Seu grande mérito à frente da Young foi evitar contratar imitadores de artistas. Apostou no talento e poder de criatividade daqueles jovens que o buscavam para uma oportunidade. Seu ouvido apurado, seu conhecimento, seu olho clínico, foram fatores fundamentais para a criação de um elenco capaz de recriar no Brasil as variadas formas nas quais a nova onda mundial de música dirigida aos jovens era criada em seus países originais, principalmente Estados Unidos.
E, acima de tudo, dava condições para que estes jovens pudessem dar vazão aos seus próprios talentos como compositores.
Os Avalons puderam gravar três de suas próprias composições: All The Time (Solano Ribeiro), China Rock e Here Come The Avalons (Dudu). Com a contratação de Hamilton Di Giorgio,Vaccaro passou a contar com um intérprete que podia cobrir as bases criadas pelos “teen idols” tipo Bobby Rydell, bem como podia ser romântico e “soulful” como Sam Cooke. E, além de tudo isso, possuía o dom de compor como poucos. É de sua autoria o primeiro sucesso de Demetrius, um dos inúmeros talentos descobertos por Miguel Vaccaro Netto.

Demétrius – Hold me So Tight

Teenage Sonata – Hamilton Di Giorgio

A carreira e os talentos de Hamilton Di Giorgio já tiveram destaque aqui mesmo neste Blog.
Pouco teria para acrescentar. Apenas um comentário: Se Nureyev tivesse nascido no Brasil, jamais seria o gênio do balé que foi; se Pelé tivesse nascido nos Estados Unidos, jamais seria o melhor futebolista do mundo e, se Hamilton Di Giorgio tivesse nascido nos Estados Unidos, a música jamais o teria perdido para a informática.

E os talentos continuavam a chegar. Da Pompeia, e berço dos grupos de rock no Brasil, vieram The Rebels.

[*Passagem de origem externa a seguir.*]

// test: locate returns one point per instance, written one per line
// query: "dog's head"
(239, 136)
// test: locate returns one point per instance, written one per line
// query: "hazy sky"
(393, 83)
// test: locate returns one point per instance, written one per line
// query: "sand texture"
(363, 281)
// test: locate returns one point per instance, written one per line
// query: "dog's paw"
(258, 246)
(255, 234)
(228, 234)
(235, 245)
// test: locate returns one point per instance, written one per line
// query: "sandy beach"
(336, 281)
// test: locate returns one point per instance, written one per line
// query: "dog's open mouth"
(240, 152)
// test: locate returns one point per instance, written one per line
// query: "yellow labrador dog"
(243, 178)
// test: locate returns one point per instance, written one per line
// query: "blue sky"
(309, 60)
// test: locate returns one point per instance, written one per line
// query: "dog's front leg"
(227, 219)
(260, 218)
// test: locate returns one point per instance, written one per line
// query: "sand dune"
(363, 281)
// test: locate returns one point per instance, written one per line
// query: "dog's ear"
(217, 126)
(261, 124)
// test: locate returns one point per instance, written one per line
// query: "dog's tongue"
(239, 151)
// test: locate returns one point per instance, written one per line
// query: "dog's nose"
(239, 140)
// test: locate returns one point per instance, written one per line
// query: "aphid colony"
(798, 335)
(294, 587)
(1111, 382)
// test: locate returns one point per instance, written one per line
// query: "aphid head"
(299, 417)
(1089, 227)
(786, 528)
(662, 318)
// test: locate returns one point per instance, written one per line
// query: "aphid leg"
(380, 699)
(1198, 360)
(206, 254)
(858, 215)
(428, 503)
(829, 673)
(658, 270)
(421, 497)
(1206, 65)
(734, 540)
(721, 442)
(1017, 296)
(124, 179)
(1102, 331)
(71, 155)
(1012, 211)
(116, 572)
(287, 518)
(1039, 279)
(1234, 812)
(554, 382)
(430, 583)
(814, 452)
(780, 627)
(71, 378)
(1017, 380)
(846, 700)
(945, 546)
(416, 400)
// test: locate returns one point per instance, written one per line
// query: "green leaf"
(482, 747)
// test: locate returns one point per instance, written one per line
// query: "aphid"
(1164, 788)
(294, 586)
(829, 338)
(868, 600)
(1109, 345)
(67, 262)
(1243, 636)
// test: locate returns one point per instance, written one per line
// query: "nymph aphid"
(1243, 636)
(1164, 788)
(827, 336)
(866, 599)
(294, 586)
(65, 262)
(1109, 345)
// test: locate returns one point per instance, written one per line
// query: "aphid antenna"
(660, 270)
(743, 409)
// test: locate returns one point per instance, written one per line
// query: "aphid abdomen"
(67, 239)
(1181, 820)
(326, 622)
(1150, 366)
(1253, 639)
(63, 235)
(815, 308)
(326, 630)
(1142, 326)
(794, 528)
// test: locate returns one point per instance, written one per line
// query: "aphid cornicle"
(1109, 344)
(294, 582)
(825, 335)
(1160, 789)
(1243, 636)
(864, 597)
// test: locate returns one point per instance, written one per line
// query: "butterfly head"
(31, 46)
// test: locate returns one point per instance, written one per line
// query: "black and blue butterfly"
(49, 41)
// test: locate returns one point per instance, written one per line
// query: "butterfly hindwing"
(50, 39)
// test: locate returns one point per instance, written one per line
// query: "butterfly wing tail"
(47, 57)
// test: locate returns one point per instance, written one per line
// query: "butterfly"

Os irmãos Benvenutti, Romeu (guitarra) e Lidio Jr.(bateria), ao lado de José Carlos (baixo), Gaspar (piano e vocais) e José Galli Jr (guitarra e vocais) formavam este excelente grupo.

Nenê no centro posando de guitarrista dos Rebels, e a indicação dos nomes dos colegas na foto, conforme suas próprias palavras: “Embaixo da esquerda para direita ao meu lado, estão meu irmão Romeu e Prini Lorez. Acima José Carlos e Gaspar".

Nenê no centro posando de guitarrista dos Rebels, e a indicação dos nomes dos colegas na foto, conforme suas próprias palavras: “Embaixo da esquerda para direita ao meu lado, estão meu irmão Romeu e Prini Lorez. Acima José Carlos e Gaspar”.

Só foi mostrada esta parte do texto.